Shawn Wallace explains how to get started with using AI for facial recognition in the conclusion of our CampIO blog series.
Artificial intelligence and machine learning are important technologies, and we are starting to see them everywhere. Almost every device we use — from our car to our phone to wearables — has features enabled by AI or ML.
I want to be a part of this technology revolution, but I’m not a data scientist or a neural network expert. How can I get started with AI or ML? How can I learn?
You Start with an Idea
The good news: there is a path, and it starts with an idea. I had the idea to build a system that uses facial recognition to identify people who enter a room and then play entrance music for specified to them. So with this idea, I started thinking about what that solution would look like.
I would need a few things:
- A device with a camera that I could access programmatically to detect faces when people entered the room.
- A component that could match those images taken with faces to known people with entrance music.
- An application or device to play the music if a match is found.
I started by selecting an AWS DeepLens. The AWS DeepLens is a powerful learning tool that gives developers a computing platform with a built in high-definition camera that is easy to integrate with other AWS services. For the beginner, there is a large learning community that has created machine learning models and starter application code you can use to kick-start your project. For the experienced ML and AI technologist, you can create your own models and algorithms that take advantage of the AWS DeepLens’ substantial capabilities.
The Starting Point
The approach I took was to use an existing AWS DeepLens starter project that did something similar or related to what I needed and modify it to my purpose. My goal was to implement my idea and learn about the design behind ML and AI projects without having to start from scratch in an area that was new to me.
My starting point was a project that used facial and object detection to determine who in an office was drinking the most coffee and then update a Coffee Leaderboard. The system detected faces and if the person in the image was holding a coffee cup, the system would update the leaderboard. Using this as a base point for my idea gave me a head start. I would have to manage some code, but the starter project had great examples for me to follow.
To some, cloud-native designs might look like Rube Goldberg machines due to the number of components and interactions in play. As a solution architect, I have to remind myself of the beauty of these systems in how they trade application simplicity for infrastructure complexity. These solutions do not disappoint. The composite, cloud-native design uses several AWS Services together to implement much of the solution and it requires relatively low amounts of code writing to bring it together.

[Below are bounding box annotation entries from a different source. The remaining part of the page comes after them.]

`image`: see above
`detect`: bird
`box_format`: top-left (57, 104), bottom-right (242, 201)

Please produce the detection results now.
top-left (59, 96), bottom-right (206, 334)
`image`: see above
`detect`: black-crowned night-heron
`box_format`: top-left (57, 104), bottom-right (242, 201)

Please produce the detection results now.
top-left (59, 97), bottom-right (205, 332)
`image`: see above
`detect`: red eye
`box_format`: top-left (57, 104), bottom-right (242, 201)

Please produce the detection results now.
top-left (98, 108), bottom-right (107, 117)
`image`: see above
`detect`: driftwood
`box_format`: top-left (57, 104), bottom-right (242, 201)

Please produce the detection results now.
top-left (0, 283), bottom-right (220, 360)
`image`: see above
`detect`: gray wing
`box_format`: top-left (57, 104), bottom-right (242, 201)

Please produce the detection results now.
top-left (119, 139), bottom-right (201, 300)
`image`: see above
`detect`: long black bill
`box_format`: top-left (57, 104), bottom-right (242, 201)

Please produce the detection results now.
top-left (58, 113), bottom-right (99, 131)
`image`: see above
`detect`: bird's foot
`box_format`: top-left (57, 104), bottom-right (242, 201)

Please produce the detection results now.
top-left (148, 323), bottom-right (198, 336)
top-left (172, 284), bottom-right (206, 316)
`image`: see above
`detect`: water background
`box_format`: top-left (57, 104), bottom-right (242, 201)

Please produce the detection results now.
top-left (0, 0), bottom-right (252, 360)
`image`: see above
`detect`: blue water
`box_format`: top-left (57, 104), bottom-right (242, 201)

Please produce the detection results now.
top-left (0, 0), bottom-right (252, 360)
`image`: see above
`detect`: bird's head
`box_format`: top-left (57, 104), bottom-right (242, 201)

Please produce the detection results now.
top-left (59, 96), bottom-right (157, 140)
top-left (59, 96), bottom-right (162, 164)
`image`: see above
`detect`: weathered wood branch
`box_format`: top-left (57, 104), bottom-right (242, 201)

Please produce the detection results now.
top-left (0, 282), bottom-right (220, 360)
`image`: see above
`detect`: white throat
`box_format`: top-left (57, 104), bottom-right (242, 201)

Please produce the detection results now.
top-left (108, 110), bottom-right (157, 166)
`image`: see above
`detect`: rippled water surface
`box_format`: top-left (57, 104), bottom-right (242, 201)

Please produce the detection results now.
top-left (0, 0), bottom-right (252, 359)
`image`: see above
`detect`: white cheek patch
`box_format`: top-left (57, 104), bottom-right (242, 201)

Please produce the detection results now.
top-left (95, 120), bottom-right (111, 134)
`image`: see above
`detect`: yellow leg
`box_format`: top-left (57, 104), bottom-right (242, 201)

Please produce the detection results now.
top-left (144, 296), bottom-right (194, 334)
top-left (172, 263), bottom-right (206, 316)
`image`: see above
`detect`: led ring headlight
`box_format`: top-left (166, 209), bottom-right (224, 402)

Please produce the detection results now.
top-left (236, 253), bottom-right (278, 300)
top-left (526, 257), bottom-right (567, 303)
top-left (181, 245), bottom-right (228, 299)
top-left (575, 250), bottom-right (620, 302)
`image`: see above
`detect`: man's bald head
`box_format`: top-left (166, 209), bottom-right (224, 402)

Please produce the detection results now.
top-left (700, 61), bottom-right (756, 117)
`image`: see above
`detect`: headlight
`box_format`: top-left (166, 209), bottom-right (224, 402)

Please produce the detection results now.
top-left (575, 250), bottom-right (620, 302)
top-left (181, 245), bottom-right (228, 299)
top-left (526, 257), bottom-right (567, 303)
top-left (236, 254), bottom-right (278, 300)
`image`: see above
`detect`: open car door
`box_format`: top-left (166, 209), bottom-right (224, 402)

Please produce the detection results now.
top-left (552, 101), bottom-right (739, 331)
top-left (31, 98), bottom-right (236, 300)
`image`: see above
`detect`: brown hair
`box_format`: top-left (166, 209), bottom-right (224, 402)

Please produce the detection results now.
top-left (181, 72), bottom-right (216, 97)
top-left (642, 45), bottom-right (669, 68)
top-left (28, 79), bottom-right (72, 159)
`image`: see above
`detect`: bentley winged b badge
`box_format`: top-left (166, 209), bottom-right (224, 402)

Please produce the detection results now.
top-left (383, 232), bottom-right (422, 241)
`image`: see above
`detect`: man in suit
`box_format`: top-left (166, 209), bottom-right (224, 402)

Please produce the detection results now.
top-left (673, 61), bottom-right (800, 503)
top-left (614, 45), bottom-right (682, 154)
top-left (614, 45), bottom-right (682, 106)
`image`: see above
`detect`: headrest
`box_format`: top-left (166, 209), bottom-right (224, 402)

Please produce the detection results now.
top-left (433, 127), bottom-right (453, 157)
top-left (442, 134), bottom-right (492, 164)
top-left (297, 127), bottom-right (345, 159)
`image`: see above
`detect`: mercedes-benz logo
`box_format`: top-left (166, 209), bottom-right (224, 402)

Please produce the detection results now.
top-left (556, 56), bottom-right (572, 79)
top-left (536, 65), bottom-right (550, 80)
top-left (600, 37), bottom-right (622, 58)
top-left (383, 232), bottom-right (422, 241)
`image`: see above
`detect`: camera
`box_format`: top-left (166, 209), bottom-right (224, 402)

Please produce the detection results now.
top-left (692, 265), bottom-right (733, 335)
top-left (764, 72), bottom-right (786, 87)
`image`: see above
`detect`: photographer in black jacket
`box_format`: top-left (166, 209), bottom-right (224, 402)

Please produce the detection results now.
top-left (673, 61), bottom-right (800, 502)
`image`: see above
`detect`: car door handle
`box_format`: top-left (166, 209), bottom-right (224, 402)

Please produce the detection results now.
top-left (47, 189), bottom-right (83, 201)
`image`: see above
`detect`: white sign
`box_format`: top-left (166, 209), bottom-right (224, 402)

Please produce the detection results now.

Here are the AWS Services I used:
- Simple Storage Service (S3) – used to store images captured by the AWS DeepLens
- Lambda – serverless code container that executes the application code
- Rekognition – performs the facial recognition function
- DynamoDB – stores information about identified faces
- Simple Notification Service (SNS) – notifies the music playing application that it should play a song.
How It Works
The entire process kick-starts when the AWS DeepLens detects a face in its camera. The DeepLens takes a picture, draws a border around the face and saves the edited image to an AWS S3 bucket.
When the DeepLens saves the image in the S3 bucket, it triggers an AWS Lambda function. The purpose of the Lambda function is to grab the image from S3 and make a request to AWS Rekognition to identify the face in the image. Then it determines if the system knows that face. It does this by executing a small Python application. The Python code passes the image to Rekognition and returns an identifier.
Rekognition is a powerful image and video analysis tool. It is a proven library built on reliable models and algorithms that “require no machine learning expertise to use.” Using the tool is simple and requires one line of code.
The Lambda function then queries the DynamoDB to see if that identifier already exists. If it already exists, then the person in the image has visited before. It then returns their specific entrance song name. If the face does not exist already in the DynamoDB, it is registered. Then it returns the default entrance song name.
The Lambda creates and posts an SNS message containing pertinent information any application that subscribes to the message can consume. In this instance, a web application is polling for new messages in the SNS topic. When it identifies a visitor, the web application plays the song associated with that person.
There are many applications for facial recognition technology. For example, the OneEye Project has been adapted to do customer identification and for an Amber Alert use case.
There are also applications in retail, healthcare, and other industries. I am particularly interested in applications that make use of Rekognition’s ability to find and transcribe text in images and videos and to identify objects.
If you are interested in applications in machine learning and artificial intelligence, there is a path for you to get started. There is a body of work you can use as a starting point and reasonably priced hardware you can use to interact with the world. Once you get started you will start to see how these systems are composed. You will feel increasingly comfortable with doing more difficult and challenging things. Then you can branch out and maybe create something that will change the world!